I am presenting a research paper and a live multimedia performance on AIML at ICLI 2020 – the fifth International Conference on Live Interfaces taking place at the Norwegian University of Science and Technology in Trondheim, Norway.
The paper (PDF)
We present a sonic interaction design approach that makes use of deep reinforcement learning to explore many mapping possibilities between input sensor data streams and sound synthesis parameters. The user can give feedback to an artificial agent about the mappings proposed by the latter while playing the synthesiser and trying the new mappings on the fly. The design approach we adopted is inspired by the ideas established by the interactive machine learning paradigm, as well as by the use of artificial agents in computer music for exploring complex parameter spaces.
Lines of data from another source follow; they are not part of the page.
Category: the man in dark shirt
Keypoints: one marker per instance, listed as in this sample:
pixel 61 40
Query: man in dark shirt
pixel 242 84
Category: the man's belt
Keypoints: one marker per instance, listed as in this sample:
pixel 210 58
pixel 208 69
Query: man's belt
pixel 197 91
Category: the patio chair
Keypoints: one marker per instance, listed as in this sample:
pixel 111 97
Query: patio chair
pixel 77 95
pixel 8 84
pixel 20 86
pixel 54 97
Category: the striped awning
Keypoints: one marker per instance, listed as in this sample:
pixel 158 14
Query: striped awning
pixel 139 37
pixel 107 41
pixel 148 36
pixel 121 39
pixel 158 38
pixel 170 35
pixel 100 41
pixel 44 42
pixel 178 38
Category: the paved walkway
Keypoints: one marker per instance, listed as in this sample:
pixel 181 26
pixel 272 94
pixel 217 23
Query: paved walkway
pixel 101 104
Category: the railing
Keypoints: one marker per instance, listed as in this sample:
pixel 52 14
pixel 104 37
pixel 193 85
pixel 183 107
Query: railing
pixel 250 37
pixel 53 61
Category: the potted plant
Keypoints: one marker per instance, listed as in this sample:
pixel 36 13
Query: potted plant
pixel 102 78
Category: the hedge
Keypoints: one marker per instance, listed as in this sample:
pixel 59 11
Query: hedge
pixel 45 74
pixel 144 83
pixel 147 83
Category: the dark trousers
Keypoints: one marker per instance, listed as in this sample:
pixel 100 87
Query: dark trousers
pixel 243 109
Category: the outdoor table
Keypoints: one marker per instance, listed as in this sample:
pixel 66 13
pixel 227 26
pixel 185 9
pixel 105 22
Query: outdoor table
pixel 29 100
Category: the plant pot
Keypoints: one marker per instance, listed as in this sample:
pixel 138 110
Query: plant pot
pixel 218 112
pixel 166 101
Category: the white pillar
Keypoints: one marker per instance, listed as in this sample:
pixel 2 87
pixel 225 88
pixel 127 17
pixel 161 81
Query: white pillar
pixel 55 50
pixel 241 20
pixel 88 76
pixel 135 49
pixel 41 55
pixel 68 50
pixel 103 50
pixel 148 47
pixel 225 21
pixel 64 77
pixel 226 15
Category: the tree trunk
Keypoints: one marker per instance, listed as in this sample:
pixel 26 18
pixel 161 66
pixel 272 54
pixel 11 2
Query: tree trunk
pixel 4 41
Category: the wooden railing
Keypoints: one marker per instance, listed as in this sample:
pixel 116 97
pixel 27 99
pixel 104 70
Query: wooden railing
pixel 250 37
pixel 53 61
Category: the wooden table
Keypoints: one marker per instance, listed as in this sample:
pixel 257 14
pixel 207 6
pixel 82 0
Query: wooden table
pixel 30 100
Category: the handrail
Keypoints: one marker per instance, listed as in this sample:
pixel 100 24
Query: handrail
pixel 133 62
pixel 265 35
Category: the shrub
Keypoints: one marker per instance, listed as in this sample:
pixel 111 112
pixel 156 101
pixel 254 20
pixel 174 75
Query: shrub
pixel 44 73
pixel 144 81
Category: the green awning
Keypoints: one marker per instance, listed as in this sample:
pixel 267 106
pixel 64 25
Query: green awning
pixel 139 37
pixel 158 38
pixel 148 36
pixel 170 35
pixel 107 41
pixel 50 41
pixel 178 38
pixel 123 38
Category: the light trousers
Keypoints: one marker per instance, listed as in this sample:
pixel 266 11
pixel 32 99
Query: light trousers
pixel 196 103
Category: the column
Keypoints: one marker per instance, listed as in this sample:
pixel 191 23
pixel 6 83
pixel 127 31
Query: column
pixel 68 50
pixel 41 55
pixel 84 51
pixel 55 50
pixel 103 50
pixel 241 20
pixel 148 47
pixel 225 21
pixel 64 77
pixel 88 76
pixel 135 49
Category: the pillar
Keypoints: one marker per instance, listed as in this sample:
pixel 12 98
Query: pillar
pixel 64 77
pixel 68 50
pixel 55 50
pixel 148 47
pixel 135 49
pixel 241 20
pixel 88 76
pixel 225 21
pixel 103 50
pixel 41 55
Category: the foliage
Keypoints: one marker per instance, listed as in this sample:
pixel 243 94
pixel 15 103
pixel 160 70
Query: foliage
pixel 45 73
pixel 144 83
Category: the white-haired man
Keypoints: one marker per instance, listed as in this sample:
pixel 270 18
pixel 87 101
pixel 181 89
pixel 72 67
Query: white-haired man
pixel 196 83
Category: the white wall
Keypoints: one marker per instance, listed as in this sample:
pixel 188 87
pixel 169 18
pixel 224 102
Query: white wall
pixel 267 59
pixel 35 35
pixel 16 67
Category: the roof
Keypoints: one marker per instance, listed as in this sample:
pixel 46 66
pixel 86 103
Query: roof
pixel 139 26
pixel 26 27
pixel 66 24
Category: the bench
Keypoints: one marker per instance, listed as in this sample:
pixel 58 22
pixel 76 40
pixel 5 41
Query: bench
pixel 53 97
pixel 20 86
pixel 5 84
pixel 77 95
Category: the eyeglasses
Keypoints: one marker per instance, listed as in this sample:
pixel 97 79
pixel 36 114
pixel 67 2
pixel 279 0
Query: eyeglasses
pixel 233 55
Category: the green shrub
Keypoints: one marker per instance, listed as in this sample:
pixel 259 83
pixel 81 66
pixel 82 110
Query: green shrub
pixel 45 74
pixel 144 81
About the performance (PDF)
“My phone beeps. A notification on the home screen says “You have a new memory”. It happens at times, unsupervised learning algorithms scan your photos and videos, look at their features and metadata, and then you get a nice slideshow of that trip to South America, or those shows you went to while you were in Hamburg or London. There is something ridiculous about this (the music they put on the slideshows, for example) as well as something eerie, something even slightly distressing perhaps.”
“You Have a New Memory” (2020) makes use of the AIML interaction paradigm to navigate a vast corpus of audio material harvested from the messaging applications, videos, and audio journals recorded on the author’s mobile phone. This corpus of sonic memories is then organised using audio descriptors and navigated with the aid of an artificial agent and reinforcement learning.
The title of the piece – “You Have a New Memory” – refers to the notifications that a popular photo library application occasionally send to mobile devices to prompt their users to check an algorithmically generated photo gallery that collects images and videos related to a particular event or series of events in their lives.
I started developing these concepts in Summer 2019 in Berlin after a few informal meetings with Atau Tanaka, then Edgard-Varèse guest professor at TU Berlin. Development took place during a 1-month postdoc at Goldsmiths, University of London, in September 2019, and continued with Stefan Östersjö and the GEMM))) Gesture Embodiment and Machines in Music research cluster at the School of Music in Piteå, Luleå University of Technology, Sweden.